The association between neighborhood economic hardship, the retail food environment, fast food intake, and obesity: findings from the Survey of the Health of Wisconsin.

Auteur(s) :
Laxy M., Malecki KC., Givens ML., Walsh MC., Nieto FJ.
Date :
Déc, 2015
Source(s) :
BMC PUBLIC HEALTH.. #15:1 p1576
Adresse :
Department of Population Health Sciences, University of Wisconsin Medical School, 610 North Walnut Street, Madison, WI, 53726, USA, michael.laxy@helmholtz-muenchen.de.

Sommaire de l'article

BACKGROUND
Neighborhood-level characteristics such as economic hardship and the retail food environment are assumed to be correlated and to influence the consumers' dietary behavior and health status, but few studies have investigated these different relationships comprehensively in a single study.
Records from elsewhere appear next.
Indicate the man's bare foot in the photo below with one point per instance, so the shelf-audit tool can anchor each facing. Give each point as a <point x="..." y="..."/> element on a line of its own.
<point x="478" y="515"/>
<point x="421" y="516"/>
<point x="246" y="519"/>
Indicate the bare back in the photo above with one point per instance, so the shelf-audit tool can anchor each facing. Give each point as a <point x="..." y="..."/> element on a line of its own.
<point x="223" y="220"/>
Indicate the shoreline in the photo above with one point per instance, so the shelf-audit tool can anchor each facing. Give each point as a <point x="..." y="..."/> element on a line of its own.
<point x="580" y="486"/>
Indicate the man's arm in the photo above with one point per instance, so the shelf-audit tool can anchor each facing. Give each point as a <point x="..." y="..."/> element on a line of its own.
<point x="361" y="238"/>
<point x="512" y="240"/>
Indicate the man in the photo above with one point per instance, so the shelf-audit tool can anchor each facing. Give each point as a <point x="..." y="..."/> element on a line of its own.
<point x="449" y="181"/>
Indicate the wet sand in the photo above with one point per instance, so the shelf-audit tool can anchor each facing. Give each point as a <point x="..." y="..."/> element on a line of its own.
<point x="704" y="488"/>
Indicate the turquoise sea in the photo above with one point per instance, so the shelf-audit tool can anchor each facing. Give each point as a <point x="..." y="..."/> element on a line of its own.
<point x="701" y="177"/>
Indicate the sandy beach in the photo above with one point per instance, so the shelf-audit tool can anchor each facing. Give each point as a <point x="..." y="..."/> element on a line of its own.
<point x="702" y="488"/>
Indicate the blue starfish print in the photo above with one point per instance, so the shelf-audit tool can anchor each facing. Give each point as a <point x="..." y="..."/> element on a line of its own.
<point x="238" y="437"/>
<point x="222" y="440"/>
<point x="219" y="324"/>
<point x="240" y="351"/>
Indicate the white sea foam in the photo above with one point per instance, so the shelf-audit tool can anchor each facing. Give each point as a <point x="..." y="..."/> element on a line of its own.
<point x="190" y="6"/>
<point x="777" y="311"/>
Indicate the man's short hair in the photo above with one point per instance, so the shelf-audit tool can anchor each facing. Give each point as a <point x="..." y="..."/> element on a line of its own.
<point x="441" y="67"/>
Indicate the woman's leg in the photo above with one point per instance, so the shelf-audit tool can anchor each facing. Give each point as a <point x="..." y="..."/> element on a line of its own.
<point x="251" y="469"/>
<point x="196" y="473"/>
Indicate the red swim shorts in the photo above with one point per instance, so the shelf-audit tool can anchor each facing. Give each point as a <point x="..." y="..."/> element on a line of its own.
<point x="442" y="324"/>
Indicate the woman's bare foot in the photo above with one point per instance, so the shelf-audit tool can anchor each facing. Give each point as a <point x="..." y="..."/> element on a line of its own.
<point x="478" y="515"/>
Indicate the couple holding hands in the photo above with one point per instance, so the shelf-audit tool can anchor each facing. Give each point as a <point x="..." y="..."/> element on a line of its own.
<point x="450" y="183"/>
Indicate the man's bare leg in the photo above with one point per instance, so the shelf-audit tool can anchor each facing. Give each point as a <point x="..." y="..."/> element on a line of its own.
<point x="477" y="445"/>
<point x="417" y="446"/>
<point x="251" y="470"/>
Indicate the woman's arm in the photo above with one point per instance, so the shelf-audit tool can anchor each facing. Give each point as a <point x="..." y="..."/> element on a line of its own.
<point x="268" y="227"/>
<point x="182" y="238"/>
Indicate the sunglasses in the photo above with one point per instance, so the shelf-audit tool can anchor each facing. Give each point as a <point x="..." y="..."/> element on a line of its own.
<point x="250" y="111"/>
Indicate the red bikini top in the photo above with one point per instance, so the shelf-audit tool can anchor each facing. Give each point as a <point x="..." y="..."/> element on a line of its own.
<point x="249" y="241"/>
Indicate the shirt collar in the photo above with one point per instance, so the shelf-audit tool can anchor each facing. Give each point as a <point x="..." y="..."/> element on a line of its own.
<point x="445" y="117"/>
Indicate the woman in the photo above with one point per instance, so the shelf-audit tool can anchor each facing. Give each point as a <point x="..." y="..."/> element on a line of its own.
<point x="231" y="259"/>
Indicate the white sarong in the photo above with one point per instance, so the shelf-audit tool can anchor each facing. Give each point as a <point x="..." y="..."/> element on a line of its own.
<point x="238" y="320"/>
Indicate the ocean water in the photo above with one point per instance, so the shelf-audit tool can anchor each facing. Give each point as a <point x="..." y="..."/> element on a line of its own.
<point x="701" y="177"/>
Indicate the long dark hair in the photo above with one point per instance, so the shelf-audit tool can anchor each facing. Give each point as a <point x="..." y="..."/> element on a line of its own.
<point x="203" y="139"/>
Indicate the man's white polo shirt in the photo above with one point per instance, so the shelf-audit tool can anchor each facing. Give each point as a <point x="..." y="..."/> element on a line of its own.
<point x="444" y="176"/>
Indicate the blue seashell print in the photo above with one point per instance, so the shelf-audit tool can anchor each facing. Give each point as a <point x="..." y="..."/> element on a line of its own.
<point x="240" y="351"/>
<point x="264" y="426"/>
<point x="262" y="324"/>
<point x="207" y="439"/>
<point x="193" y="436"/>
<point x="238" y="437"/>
This work aims to investigate the association between neighborhood-level economic hardship, the retail food environment, fast food consumption, and obesity prevalence.

METHODS
Linking data from the population-based Survey of the Health of Wisconsin (SHOW, n = 1,570, 2008-10) and a business database, the Wisconsin Retail Food Environment Index (WRFEI) was defined as the mean distance from each selected household to the three closest supermarkets divided by the mean distance to the three closest convenience stores or fast food restaurants. Based on US census data neighborhood-level economic hardship was defined by the economic hardship index (EHI). Relationships were analyzed using multivariate linear and logistic regression models.

RESULTS
SHOW residents living in neighborhoods with the highest economic hardship faced a less favorable retail food environment (WRFEI = 2.53) than residents from neighborhoods with the lowest economic hardship (WRFEI = 1.77; p-trend < 0.01). We found no consistent or significant associations between the WRFEI and obesity and only a weak borderline-significant association between access to fast food restaurants and self-reported fast food consumption (≥ 2 times/week, OR = 0.59-0.62, p = 0.05-0.09) in urban residents. Participants reporting higher frequency of fast food consumption (≥ 2 times vs. <2 times per week) were more likely to be obese (OR = 1.35, p = 0.06).

CONCLUSION
This study indicates that neighborhood-level economic hardship is associated with an unfavorable retail food environment. However inconsistent or non-significant relationships between the retail food environment, fast food consumption, and obesity were observed. More research is needed to enhance methodological approaches to assess the retail food environment and to understand the complex relationship between neighborhood characteristics, health behaviors, and health outcomes.